You can notify the command:
by telephone;
via messenger;
in another accessible way.
The Ministry of Defense recommends keeping confirmation of such a message – screenshots of correspondence or information about the call made.
If the state of health does not allow you to immediately contact the command, the serviceman should first contact a medical institution or call an ambulance.
After hospitalization, it is necessary to:
notify the medical institution about military service;
name your military unit;
inform the command about hospitalization on your own.
It is the performance of these actions that confirms the validity of the reasons for the absence and makes it possible to properly draw up the necessary documents.
Not every failure to return from leave is a SZCH
One of the most common causes of litigation is the early withdrawal of servicemen from leave.
After receiving an order to withdraw, individual servicemen continue to be on leave until the end of the period specified in the order to grant it. The command often considers such actions as desertion from a military unit, conducts official investigations, applies disciplinary sanctions and suspends the payment of additional financial support.
At the same time, it is worth remembering that desertion from a military unit or place of service is a criminal offense, provided for by Article 407 of the Criminal Code of Ukraine.

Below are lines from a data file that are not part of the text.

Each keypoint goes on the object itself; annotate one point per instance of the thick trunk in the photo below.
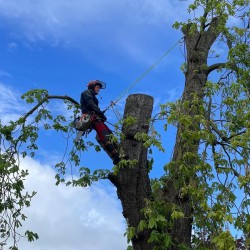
(133, 183)
(198, 46)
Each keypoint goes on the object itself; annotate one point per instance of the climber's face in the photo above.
(97, 89)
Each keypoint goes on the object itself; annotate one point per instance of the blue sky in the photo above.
(59, 46)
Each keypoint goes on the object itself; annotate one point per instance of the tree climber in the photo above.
(89, 106)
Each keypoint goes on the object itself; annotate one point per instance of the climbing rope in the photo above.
(113, 103)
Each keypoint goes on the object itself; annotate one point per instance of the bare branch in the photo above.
(46, 99)
(215, 66)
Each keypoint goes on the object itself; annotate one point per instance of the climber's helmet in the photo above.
(93, 83)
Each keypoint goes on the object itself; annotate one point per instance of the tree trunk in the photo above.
(133, 183)
(198, 45)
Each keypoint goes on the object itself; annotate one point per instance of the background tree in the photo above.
(205, 190)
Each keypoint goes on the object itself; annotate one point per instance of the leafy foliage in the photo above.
(213, 172)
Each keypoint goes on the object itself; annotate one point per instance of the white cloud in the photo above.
(68, 218)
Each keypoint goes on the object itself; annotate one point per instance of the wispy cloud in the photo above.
(68, 218)
(64, 23)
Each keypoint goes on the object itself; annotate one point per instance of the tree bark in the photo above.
(198, 44)
(133, 183)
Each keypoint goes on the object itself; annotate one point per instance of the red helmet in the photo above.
(93, 83)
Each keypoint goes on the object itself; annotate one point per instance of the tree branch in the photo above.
(214, 67)
(24, 117)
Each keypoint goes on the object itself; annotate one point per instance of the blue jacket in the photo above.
(89, 103)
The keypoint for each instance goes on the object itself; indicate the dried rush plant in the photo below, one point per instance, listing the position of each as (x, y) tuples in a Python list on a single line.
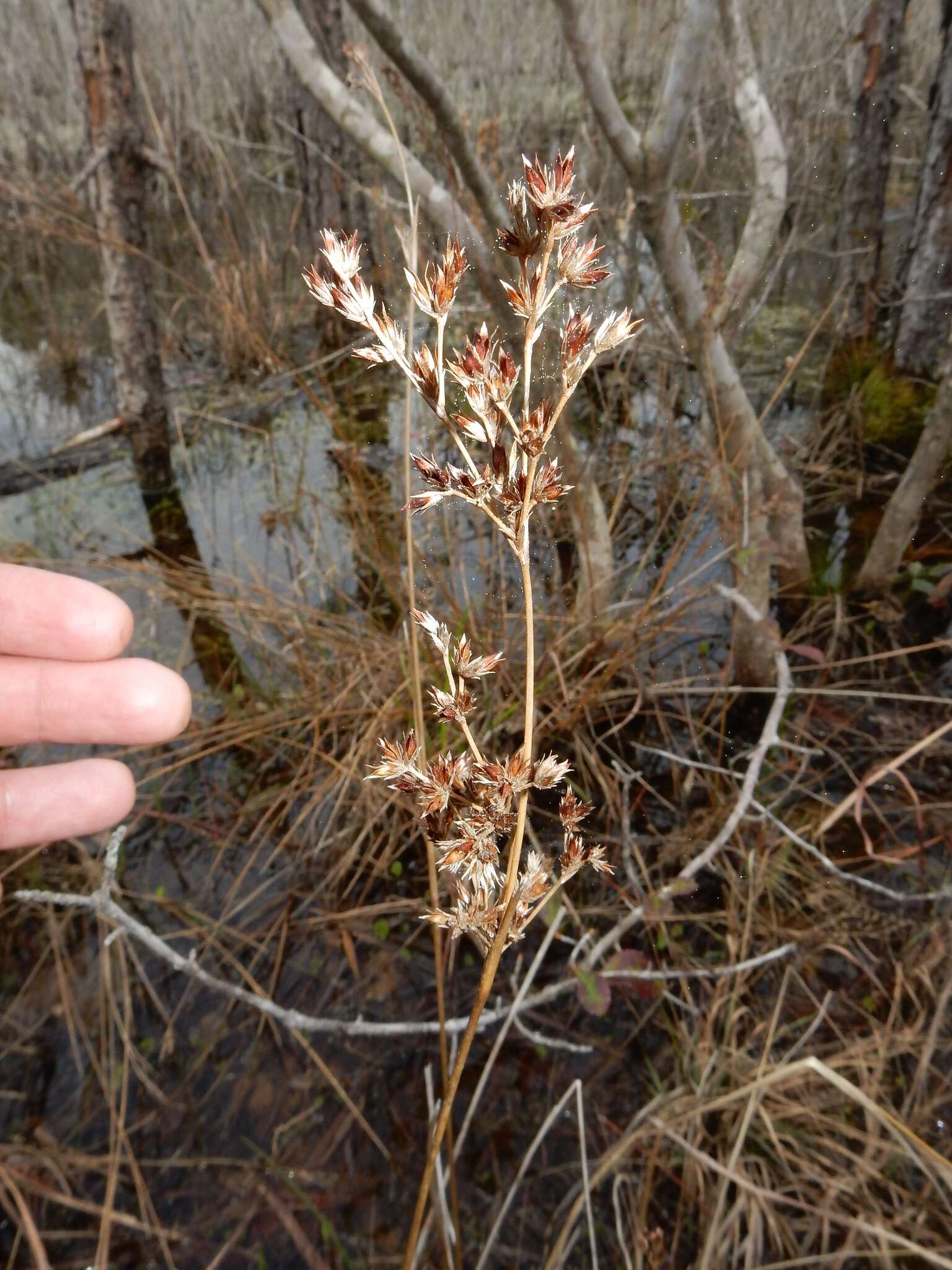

In particular, part five of this article establishes that desertion from a military unit or failure to appear for service without good reason under martial law is punishable by imprisonment for a term of five to ten years.
That is why the issue of the legality of recognizing a serviceman as having deserted the unit is of fundamental importance.
Court: Illegal recall from leave is not a basis for recognizing desertion
A case No. 560/1274/25, which was considered by the Khmelnytskyi District Administrative Court, is illustrative.
The serviceman received annual leave of 10 days with an additional four days for travel. The very next day after his departure, the commander of the military unit issued an order for his early recall.
A copy of the order was sent to the serviceman via messenger, but he returned to the military unit not immediately, but within the period specified in the leave documents.
After that, the command:
recognized him as having left the military unit voluntarily;
appointed an official investigation;
stopped the payment of financial support;
deprived him of the bonus and additional remuneration.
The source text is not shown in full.